Researchers from the Universities of Edinburgh, Goettingen, Tuebingen, and Strasbourg have discovered how a natural antibiotic called dermcidin, produced by the skin when humans sweat, is a highly efficient germ-fighting tool. The scientists uncovered the atomic structure of the compound and were then able to determine what makes dermcidin such an efficient weapon against dangerous germs.
When the skin is injured by a cut, scratch, or insect sting, antibiotic agents secreted in sweat glands kill the germs. These natural substances, called antimicrobial peptides, are more effective than man-made antibiotics as germs are not able to quickly develop resistance against them. They attack the weak point in the germs, their cell walls, which cannot be changed quickly to resist the attack. Scientists already knew that dermcidin was activated in salty, slightly acidic sweat. This sweat then forms tiny channels perforating germs’ cell membranes, which are stabilized by charged zinc particles in sweat. The water and charged particles flow uncontrollably across the membrane, killing harmful bugs.
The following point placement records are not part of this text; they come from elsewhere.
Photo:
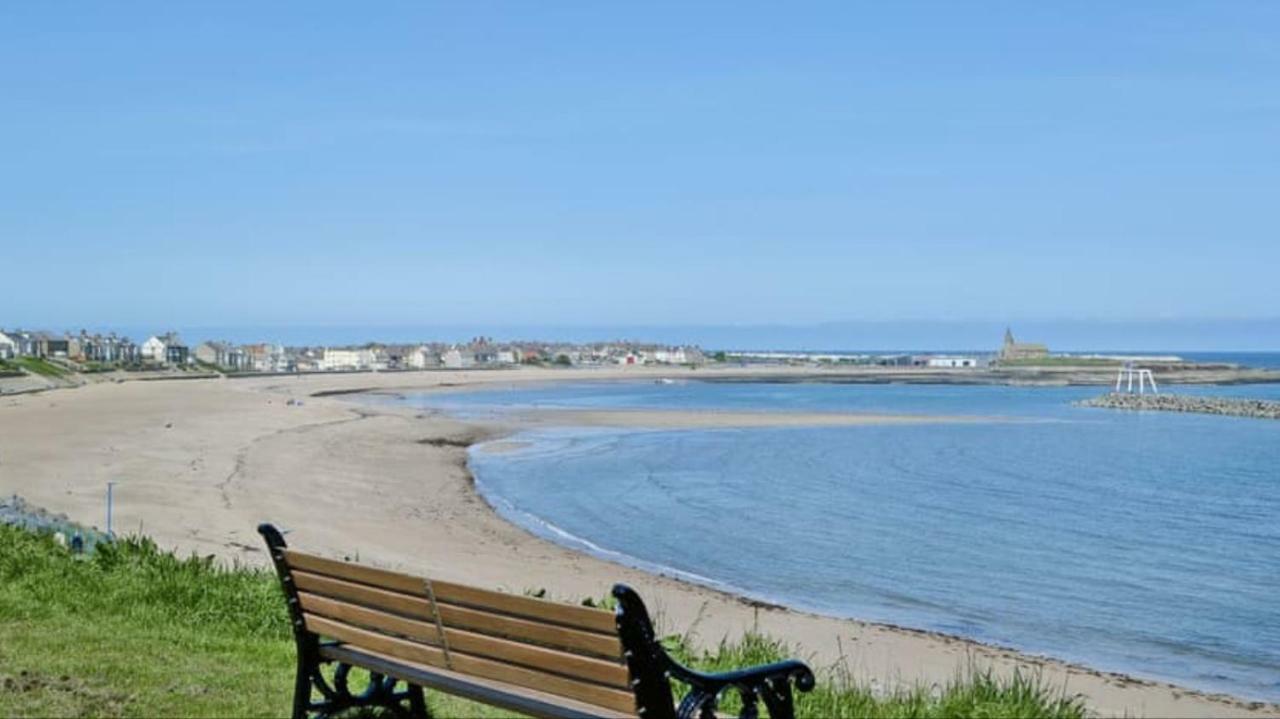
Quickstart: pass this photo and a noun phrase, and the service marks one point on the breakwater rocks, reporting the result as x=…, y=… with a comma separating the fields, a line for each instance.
x=1234, y=407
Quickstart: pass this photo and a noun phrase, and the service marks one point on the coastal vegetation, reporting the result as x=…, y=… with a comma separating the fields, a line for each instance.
x=37, y=366
x=135, y=631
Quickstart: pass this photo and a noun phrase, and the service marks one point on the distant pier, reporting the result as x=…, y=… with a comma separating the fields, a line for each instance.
x=1228, y=406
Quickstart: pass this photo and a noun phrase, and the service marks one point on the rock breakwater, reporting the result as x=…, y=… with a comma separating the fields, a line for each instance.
x=1228, y=406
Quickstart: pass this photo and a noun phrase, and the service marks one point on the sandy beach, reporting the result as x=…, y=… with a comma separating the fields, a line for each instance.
x=199, y=463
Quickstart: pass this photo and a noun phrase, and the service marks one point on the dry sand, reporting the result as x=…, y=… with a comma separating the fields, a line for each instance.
x=201, y=462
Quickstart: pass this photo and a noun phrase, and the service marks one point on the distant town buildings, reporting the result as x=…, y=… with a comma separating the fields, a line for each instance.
x=1014, y=349
x=167, y=351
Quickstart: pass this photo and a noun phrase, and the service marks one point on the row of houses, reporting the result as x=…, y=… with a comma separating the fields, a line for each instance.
x=168, y=349
x=100, y=348
x=487, y=355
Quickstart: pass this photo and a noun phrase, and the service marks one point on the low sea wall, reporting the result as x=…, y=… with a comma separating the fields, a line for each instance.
x=1234, y=407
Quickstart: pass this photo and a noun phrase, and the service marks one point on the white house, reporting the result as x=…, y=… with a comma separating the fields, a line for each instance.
x=421, y=358
x=347, y=360
x=458, y=358
x=951, y=362
x=8, y=347
x=670, y=356
x=152, y=349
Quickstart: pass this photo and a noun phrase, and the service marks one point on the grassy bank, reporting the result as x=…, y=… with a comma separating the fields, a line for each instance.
x=132, y=631
x=37, y=366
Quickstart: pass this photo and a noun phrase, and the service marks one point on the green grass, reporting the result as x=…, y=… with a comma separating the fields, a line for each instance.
x=132, y=631
x=39, y=366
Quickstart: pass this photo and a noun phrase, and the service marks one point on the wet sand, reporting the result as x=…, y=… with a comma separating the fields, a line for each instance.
x=200, y=463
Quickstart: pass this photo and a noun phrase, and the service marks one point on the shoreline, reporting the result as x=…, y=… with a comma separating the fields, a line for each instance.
x=199, y=465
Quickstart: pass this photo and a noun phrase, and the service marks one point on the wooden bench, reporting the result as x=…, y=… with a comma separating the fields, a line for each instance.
x=524, y=654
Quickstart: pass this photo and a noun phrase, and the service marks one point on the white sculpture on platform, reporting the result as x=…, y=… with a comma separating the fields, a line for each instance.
x=1129, y=371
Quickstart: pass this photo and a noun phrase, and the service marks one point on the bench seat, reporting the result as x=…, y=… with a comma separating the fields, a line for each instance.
x=519, y=653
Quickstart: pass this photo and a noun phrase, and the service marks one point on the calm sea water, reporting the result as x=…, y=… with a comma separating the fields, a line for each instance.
x=1142, y=543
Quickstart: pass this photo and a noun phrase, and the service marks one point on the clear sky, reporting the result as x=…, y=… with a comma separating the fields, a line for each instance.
x=593, y=164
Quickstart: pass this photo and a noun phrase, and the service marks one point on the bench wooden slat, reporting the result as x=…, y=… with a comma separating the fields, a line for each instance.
x=531, y=631
x=528, y=607
x=504, y=696
x=417, y=653
x=417, y=630
x=352, y=572
x=373, y=641
x=604, y=672
x=416, y=607
x=461, y=617
x=553, y=612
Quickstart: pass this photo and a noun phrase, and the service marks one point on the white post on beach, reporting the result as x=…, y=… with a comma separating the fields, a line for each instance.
x=109, y=493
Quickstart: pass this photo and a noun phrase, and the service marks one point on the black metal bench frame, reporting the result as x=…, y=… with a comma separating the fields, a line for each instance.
x=649, y=665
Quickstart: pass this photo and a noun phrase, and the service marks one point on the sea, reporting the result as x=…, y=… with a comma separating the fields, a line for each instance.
x=1137, y=543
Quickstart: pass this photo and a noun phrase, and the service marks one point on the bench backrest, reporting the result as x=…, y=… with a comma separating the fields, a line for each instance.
x=561, y=649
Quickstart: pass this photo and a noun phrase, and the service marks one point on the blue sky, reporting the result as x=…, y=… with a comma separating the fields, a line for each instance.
x=590, y=164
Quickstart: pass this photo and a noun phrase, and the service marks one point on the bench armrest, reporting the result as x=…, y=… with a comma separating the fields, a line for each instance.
x=769, y=683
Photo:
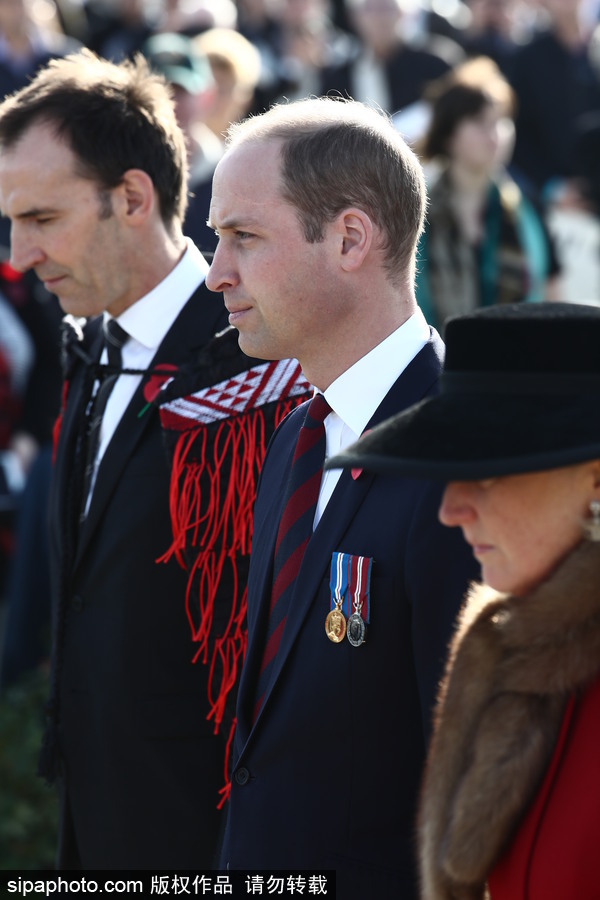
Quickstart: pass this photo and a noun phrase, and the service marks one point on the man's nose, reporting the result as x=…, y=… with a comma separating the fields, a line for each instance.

The researchers used a combination of techniques to discover the atomic structure of the molecular channel and found it to be unusually long, permeable, and adaptable, representing a new class of membrane protein. The team found that dermcidin can adapt to widely variable types of membrane. They believe this explains why dermcidin is such an efficient broad-spectrum antibiotic and can fight off bacteria and fungi simultaneously. Dermcidin is active against many well-known organisms such as Mycobacterium tuberculosis and Staphylococcus aureus. The researchers hope that this finding can contribute to developing a new class of antibiotics that can kill some of these dangerous germs.
The full report, “Crystal Structure and Functional Mechanism of a Human Antimicrobial Membrane Channel,” is published online ahead of print in the journal Proceedings of the National Academy of Sciences of the United States of America (February 20, 2013; doi:10.1073/pnas.1214739110).